Sense the road, map the road, negotiate your place on the road.

Those are the three key components to building autonomous cars, according to Mobileye chief technology officer Amnon Shashua, who spoke with CNBC on Thursday.

Shashua, who is also a co-founder of Mobileye, told "Squawk Alley" that the 40 driverless cars the company will begin to test in 2017 require the three capabilities to successfully maneuver human traffic. The first element, sensing, is well developed already, the CTO said.

"It's relatively mature because of the many years of driving assist. Driving assist is all about … interpreting sensing to prevent collisions," Shashua said.

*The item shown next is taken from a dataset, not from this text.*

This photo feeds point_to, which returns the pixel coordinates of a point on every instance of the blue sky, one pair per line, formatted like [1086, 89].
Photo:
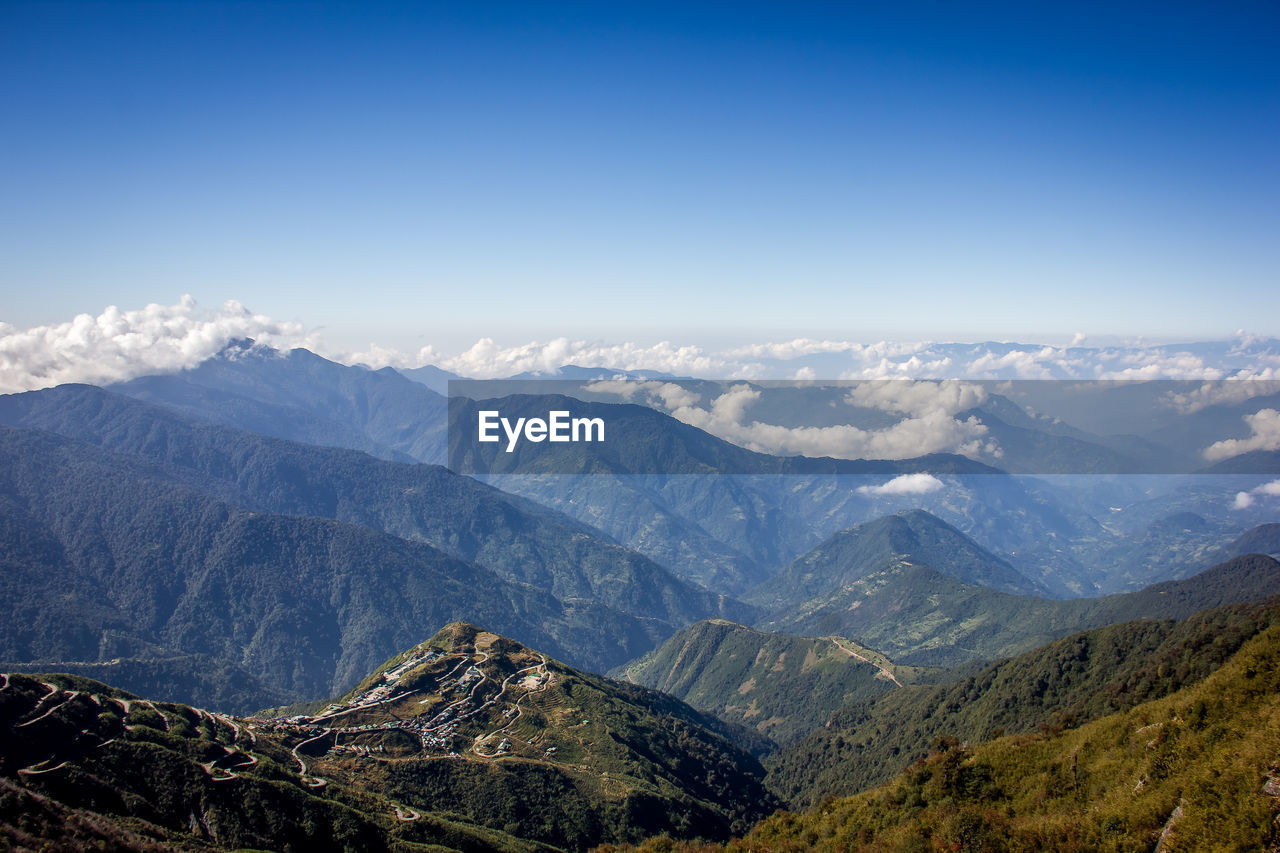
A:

But the other two components are far more complicated, he said. One is a highly logistical, extremely detailed mapping system that gives the car information on its location and the roads surrounding.

"These are called high-definition maps," Shashua said. The difficulty, he said, is "how you do it efficiently [and] lower the cost."

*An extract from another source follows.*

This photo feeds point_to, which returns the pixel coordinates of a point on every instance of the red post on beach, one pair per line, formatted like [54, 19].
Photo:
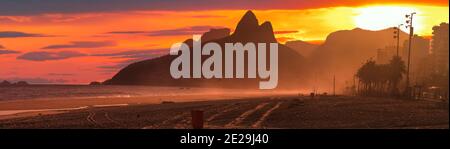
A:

The third and possibly most crucial element to the success of autonomous cars is, in Shashua's words, "the reason we take driving lessons."

"We don't take driving lessons in order to train our sensing. We know how to see. We take driving lessons in order to understand how to merge in chaotic traffic," he said.

Mobileye's tertiary mission is to help driverless cars understand how traffic rules and driving habits change from place to place.

For example, "In Boston, people drive completely different[ly] than when they drive in California," Shashua said. "What we learn to do is negotiate."

However, complications arise when equipping the car with the robotics necessary to teach it to "negotiate" the way human drivers do — by motion rather than speech or signal, Shashua said.

"Our motions signal to the other road users our intention … and some of them are very, very complicated," he said.

Nevertheless, Mobileye has big plans for its autonomous vehicles, according to the technology chief.

"This is the beginning of a five-year plan where in 2021 we are going to launch thousands of vehicles that are autonomously driven — tens of thousands of vehicles that will be autonomously driven on highways, and a few thousands of vehicles that will be autonomously driven inside cities," he said.

Shashua spoke to CNBC from the sidelines of the Consumer Electronics Show in Las Vegas.